La natura sembra attendere. La vita si sta “accartocciando”, ma bisogna sperare e saper cogliere quell’istante di sole che porterà nuova linfa. È un uomo “scomposto” il poeta Pergolini, per il quale l’esistenza rimane mistero, che esorta a non limitarsi a lasciare un’impronta mobile nella sabbia, ma di imprimerla nella creta del destino.
La poetica dell’autore è semplice, ma incalzante. Le domande si susseguono e sono rivolte al lettore. Lo coinvolgono, chiedono di poter comprendere. Più volte l’uomo per Pergolini ha smarrito la via e ora è rimasta solo commedia. Il poeta non possiede verità assolute, ma i suoi versi sono eterni perché egli è libero dai pregiudizi.
Il progresso è visto come consumismo che inquina e corrode la vita. Non siamo purtroppo riusciti a fissare salde radici e adesso bisogna svegliarsi per poter procedere “a vele spiegate”. Molte liriche sono dedicate a persone care, parenti, amici, al ricordo dell’amato padre. E mentre il cerchio non si chiude mai perfetto, e la “nube” è sempre in agguato, la barca diventa una figura ricorrente. Vista come occasione di nuova vita, di cambiamento.
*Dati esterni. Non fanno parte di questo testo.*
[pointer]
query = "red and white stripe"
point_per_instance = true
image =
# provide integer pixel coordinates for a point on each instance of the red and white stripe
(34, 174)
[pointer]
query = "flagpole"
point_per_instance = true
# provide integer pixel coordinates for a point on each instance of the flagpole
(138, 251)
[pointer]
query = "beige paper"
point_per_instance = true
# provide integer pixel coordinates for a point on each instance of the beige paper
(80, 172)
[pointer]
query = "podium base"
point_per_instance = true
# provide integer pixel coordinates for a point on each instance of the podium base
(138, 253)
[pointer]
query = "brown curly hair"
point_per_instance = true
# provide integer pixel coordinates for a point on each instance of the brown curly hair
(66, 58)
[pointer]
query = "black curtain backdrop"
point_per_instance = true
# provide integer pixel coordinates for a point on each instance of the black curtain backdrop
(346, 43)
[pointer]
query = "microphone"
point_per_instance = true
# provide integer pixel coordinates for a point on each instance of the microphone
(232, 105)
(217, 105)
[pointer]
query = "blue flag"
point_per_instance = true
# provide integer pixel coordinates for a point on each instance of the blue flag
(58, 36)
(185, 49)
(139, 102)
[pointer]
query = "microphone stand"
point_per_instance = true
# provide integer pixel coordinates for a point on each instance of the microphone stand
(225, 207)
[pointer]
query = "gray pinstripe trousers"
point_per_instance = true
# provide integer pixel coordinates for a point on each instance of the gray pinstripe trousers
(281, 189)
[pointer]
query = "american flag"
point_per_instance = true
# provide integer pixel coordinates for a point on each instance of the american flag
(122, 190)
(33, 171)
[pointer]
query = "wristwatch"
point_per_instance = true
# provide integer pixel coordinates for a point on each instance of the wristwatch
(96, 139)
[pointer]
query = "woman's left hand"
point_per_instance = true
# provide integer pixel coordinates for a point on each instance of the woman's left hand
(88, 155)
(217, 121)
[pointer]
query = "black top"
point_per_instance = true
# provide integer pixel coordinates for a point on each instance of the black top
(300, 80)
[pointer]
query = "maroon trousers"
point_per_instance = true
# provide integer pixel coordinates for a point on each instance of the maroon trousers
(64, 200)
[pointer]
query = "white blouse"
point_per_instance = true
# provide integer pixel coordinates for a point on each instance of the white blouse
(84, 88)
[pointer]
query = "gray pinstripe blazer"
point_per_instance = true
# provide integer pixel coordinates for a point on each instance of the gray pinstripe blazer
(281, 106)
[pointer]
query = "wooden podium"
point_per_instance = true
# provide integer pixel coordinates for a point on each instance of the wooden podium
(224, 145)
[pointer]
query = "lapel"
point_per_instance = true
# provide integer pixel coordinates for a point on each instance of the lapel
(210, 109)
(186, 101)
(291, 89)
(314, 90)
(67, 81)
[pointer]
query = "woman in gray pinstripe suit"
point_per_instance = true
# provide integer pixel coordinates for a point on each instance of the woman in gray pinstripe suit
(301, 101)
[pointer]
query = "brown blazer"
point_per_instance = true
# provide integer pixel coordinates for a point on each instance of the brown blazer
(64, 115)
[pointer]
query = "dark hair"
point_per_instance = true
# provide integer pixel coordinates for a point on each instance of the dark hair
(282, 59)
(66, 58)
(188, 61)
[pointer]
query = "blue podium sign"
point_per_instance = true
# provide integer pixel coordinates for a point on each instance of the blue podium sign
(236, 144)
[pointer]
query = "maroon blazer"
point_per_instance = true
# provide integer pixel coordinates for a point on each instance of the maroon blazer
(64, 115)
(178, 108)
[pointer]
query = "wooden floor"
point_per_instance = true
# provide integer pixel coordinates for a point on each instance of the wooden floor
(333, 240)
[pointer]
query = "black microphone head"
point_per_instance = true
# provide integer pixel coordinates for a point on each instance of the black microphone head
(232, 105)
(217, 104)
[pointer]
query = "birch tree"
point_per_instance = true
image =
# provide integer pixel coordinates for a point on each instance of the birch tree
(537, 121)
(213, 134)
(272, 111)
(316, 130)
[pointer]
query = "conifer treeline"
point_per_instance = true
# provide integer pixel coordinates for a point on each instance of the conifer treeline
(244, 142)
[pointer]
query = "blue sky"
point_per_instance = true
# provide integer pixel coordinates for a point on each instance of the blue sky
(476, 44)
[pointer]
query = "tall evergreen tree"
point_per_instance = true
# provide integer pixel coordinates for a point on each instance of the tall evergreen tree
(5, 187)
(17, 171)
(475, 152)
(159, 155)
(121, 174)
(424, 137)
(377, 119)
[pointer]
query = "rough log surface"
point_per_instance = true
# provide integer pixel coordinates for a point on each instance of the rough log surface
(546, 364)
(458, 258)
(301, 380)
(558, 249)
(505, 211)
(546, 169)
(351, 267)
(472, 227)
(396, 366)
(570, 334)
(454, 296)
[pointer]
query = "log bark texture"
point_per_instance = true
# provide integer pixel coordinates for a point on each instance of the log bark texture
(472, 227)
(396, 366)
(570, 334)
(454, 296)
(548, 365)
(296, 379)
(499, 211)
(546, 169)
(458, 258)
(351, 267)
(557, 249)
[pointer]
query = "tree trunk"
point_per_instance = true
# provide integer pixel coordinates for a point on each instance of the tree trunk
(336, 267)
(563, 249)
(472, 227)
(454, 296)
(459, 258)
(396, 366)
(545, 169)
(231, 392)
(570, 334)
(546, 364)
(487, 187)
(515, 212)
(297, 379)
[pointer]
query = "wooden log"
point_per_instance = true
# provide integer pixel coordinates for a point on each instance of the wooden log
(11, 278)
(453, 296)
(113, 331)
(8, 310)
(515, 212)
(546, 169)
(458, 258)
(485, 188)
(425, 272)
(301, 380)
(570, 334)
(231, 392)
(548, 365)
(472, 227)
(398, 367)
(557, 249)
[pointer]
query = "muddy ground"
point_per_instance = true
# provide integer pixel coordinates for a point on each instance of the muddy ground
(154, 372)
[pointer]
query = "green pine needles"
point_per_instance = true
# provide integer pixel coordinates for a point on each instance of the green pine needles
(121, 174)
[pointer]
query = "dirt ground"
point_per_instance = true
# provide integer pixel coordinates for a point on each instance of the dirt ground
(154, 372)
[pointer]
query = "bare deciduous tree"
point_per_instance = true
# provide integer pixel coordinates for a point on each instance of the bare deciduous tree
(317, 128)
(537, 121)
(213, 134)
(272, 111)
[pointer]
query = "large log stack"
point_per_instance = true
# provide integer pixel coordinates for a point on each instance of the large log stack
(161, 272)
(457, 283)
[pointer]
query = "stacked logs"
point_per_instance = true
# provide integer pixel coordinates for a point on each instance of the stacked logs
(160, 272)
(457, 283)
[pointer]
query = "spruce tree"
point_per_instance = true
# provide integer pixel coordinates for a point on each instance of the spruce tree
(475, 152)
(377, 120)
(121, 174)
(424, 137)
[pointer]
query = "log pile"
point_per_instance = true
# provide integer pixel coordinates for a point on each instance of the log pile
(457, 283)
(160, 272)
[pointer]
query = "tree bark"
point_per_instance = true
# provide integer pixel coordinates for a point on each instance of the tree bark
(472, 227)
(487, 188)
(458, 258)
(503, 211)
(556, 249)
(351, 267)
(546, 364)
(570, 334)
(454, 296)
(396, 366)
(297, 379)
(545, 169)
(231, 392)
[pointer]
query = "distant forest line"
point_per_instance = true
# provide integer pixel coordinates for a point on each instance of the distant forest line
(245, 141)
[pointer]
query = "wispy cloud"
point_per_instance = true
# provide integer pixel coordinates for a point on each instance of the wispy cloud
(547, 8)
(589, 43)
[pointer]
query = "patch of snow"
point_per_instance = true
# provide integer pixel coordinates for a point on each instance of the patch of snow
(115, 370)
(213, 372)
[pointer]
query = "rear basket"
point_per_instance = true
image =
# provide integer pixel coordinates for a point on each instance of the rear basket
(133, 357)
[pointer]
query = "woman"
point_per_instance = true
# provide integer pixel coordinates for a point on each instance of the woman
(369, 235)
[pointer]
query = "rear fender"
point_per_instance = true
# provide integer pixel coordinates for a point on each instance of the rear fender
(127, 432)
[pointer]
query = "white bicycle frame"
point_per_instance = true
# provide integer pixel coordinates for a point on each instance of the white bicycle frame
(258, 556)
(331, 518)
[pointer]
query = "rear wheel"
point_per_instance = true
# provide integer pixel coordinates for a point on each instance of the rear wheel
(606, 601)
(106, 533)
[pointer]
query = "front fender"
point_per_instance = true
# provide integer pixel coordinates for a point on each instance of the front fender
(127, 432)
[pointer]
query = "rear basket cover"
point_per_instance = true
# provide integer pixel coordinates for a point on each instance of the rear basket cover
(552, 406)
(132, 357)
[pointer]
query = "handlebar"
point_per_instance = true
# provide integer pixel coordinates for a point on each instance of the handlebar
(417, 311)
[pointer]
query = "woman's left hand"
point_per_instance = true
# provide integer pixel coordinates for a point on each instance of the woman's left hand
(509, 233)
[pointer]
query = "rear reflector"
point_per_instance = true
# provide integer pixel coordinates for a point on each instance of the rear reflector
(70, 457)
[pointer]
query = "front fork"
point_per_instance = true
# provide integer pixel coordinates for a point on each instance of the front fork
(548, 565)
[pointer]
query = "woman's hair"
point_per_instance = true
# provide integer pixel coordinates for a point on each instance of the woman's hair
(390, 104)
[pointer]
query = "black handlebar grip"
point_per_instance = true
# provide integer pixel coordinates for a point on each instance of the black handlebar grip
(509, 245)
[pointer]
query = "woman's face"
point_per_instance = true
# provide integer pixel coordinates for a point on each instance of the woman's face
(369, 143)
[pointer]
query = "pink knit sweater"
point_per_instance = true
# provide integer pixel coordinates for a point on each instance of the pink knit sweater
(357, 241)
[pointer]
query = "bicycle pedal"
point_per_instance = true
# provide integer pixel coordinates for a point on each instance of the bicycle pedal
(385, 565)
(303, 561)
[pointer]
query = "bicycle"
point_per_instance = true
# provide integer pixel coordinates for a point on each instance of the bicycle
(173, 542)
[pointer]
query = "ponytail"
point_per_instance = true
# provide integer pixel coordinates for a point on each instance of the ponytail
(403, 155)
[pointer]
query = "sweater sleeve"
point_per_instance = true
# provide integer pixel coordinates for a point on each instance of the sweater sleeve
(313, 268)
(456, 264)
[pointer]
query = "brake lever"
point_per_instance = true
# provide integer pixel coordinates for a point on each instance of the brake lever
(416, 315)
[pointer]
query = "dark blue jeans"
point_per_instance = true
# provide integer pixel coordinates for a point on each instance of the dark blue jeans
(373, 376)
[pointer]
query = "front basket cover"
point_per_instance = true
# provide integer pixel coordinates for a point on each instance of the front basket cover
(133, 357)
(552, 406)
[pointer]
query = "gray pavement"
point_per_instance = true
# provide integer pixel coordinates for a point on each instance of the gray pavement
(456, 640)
Troveremo una meta? Diventa la domanda. Oppure saremo preda di quel freddo che “incatena” e trasforma in marmo l’essere umano? La vita è definita come un “naufragio fluttuante” che necessita un appiglio, un approdo. Nonostante tutto il poeta continua a credere nella capacità dell’uomo di redimersi.
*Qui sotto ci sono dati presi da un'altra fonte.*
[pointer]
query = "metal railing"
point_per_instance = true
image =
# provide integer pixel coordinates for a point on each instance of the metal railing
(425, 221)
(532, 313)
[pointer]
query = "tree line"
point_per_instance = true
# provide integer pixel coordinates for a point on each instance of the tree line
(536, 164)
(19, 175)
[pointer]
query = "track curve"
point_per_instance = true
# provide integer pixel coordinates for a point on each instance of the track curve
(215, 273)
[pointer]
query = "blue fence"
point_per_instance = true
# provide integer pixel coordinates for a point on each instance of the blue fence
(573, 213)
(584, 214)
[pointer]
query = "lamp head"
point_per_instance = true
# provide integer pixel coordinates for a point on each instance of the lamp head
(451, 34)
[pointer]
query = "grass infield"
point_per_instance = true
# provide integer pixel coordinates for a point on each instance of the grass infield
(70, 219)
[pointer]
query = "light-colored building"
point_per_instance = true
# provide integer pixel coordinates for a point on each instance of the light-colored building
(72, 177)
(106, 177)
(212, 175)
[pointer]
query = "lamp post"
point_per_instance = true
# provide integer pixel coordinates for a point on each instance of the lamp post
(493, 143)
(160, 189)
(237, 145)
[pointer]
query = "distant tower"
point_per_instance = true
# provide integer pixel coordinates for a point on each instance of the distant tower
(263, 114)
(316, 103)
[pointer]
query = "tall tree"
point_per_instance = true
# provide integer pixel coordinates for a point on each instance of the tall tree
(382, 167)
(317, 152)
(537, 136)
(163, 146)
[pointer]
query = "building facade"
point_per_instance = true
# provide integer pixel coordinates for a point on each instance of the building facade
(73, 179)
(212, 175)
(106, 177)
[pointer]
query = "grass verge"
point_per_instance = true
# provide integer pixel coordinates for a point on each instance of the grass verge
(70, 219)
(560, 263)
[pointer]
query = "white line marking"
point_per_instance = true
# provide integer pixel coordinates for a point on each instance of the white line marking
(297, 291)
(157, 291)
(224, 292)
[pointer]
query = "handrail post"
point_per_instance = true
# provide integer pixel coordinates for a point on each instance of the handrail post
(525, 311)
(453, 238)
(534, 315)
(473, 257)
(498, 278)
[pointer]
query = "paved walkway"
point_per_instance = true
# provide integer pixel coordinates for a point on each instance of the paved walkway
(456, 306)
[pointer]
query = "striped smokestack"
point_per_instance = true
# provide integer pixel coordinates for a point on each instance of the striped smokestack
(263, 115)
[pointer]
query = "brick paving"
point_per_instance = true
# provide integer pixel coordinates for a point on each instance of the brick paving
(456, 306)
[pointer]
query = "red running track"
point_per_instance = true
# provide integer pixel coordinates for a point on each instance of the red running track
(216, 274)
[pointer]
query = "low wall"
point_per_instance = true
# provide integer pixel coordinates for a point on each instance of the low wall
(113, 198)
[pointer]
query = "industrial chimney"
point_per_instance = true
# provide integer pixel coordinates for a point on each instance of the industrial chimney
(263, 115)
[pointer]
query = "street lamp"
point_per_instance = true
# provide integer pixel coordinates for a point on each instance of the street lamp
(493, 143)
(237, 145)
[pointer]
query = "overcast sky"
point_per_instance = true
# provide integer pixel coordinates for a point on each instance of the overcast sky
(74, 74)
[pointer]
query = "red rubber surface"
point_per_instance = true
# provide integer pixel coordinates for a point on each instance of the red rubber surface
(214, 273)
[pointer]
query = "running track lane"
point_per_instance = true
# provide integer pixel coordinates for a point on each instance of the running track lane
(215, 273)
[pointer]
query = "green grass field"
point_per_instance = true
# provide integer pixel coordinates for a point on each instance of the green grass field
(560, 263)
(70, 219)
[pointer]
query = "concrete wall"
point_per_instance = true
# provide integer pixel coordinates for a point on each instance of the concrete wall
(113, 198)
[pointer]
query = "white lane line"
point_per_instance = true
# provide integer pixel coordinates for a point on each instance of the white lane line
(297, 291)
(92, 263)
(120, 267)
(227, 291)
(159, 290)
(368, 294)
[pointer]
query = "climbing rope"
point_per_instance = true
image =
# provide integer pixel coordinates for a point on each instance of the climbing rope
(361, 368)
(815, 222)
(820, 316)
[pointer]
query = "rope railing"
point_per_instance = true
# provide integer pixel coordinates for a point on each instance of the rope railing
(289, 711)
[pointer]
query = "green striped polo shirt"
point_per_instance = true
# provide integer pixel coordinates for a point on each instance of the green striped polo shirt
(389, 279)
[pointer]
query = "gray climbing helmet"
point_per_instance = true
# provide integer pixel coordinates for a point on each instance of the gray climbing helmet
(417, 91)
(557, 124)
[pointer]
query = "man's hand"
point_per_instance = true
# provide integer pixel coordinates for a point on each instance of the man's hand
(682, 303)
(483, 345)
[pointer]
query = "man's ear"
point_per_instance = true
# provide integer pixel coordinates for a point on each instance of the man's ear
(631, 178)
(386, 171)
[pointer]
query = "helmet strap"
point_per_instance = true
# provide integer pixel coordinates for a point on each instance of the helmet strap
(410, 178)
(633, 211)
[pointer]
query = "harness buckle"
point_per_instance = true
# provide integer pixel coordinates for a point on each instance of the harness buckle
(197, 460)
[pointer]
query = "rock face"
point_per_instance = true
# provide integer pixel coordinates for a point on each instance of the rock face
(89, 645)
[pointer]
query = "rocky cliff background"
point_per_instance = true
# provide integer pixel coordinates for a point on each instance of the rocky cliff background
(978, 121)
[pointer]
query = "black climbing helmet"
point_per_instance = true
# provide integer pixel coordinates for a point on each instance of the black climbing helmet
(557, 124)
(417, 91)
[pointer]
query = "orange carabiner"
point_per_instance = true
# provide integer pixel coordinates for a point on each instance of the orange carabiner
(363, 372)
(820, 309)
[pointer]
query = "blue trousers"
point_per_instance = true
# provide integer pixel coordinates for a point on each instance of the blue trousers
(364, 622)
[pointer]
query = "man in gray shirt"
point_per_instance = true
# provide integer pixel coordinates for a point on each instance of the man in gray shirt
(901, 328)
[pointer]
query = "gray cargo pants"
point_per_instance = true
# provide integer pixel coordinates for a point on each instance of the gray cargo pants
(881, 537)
Caino è insicuro, reo di colpe innate. “Lasciate in pace Caino”, grida Pergolini e il buio diventa luce. Speranza. La società è corrotta e corruttibile, vince il silenzio e l’incapacità di reagire. “E voi continuate / a sorridere in parlamento/ e a cenare eleganti.” (“La morte nel cuore”). L’anima rimane pura, importante è rimanere ancorati allo “scoglio del vero” e non cedere a comode illusioni. L’uomo risorgerà dalle sue ceneri, “Araba Fenice” di se stesso e dove un tempo ci si dava la mano, ora si scalano cime. La filosofia diventa desiderio di combattere l’”anestesia dell’anima”.
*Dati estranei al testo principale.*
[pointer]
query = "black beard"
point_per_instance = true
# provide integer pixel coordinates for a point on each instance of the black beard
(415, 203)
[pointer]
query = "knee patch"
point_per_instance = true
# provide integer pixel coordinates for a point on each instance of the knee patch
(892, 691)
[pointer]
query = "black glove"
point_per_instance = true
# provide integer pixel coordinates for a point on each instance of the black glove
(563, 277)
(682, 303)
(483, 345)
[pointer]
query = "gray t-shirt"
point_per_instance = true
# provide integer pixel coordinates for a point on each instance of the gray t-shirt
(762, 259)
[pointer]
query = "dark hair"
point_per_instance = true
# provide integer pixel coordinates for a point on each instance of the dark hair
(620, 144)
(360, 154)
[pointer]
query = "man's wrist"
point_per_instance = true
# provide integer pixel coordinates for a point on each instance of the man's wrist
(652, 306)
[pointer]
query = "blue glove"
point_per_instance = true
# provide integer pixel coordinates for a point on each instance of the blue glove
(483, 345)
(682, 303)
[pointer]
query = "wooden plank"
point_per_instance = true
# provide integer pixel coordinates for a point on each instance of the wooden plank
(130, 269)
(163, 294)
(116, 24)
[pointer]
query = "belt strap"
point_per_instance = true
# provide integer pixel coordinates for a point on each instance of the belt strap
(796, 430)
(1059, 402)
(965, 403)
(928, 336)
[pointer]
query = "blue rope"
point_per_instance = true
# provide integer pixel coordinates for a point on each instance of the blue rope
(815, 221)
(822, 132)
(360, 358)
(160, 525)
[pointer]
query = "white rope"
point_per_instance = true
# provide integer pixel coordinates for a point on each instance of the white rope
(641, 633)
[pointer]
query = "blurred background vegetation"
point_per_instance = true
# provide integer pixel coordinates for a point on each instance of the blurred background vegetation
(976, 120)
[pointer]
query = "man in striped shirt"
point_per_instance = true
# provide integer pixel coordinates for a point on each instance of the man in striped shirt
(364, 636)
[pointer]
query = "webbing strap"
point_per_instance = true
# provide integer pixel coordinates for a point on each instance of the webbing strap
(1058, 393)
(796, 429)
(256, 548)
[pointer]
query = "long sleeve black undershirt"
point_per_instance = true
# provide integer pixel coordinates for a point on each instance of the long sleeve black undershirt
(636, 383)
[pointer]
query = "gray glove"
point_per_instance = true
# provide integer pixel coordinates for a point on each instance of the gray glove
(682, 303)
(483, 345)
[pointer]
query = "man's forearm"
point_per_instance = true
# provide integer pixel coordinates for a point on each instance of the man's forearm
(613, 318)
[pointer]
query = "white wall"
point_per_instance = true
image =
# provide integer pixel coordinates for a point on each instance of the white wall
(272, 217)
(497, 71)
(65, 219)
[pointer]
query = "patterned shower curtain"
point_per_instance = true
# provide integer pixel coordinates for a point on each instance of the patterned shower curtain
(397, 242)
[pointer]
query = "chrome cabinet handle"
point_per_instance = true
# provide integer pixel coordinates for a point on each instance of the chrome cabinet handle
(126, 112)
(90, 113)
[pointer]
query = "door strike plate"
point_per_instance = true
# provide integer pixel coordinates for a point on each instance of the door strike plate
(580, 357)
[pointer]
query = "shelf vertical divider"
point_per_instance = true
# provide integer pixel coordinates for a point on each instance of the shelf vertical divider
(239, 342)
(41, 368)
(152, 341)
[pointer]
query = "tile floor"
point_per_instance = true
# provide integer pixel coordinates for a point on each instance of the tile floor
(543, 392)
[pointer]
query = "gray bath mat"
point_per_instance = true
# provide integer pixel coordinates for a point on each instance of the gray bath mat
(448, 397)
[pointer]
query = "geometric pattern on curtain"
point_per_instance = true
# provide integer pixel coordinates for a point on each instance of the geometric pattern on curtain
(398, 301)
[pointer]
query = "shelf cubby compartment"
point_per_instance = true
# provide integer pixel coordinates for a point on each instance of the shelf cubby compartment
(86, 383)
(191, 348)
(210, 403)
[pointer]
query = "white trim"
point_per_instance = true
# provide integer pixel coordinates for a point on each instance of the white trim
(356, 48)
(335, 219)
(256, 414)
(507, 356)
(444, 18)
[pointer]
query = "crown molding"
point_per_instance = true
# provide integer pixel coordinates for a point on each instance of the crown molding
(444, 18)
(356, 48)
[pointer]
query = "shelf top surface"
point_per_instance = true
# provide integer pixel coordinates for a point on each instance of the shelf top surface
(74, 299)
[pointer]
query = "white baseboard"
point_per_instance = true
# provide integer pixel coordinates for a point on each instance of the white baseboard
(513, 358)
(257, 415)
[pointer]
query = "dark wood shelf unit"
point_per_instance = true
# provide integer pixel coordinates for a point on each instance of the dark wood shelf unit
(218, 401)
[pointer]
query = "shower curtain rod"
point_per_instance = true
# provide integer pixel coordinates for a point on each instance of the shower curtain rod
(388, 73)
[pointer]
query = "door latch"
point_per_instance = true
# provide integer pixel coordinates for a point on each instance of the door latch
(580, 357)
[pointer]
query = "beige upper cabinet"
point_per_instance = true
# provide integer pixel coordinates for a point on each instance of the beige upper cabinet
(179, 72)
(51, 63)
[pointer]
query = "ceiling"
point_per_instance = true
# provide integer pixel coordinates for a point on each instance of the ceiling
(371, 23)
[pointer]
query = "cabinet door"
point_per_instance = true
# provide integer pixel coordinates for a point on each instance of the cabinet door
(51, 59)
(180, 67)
Siamo corpi imperfetti che attendono la fine, anche se rimangono particelle di sole, da qualche parte, a farci sperare. “Saremo solo luce pulsante / nella turchese lampada di Dio” (“Laus Virginis”) e il poeta si affida alla Beata Vergine, madre delle madri, affinché un giorno lo accolga e gli dia forza ed equilibrio.
Questa in sintesi la silloge poetica di Andrea Pergolini, che vorrei ringraziare per avermene fatto dono. L’opera di un poeta che, andando controcorrente, tenacemente afferma che i valori dettati dai mass media, dal guadagno e dal successo economico, dalla sacralità della merce, del consumismo e dell’apparire sono, in realtà, soltanto disvalori.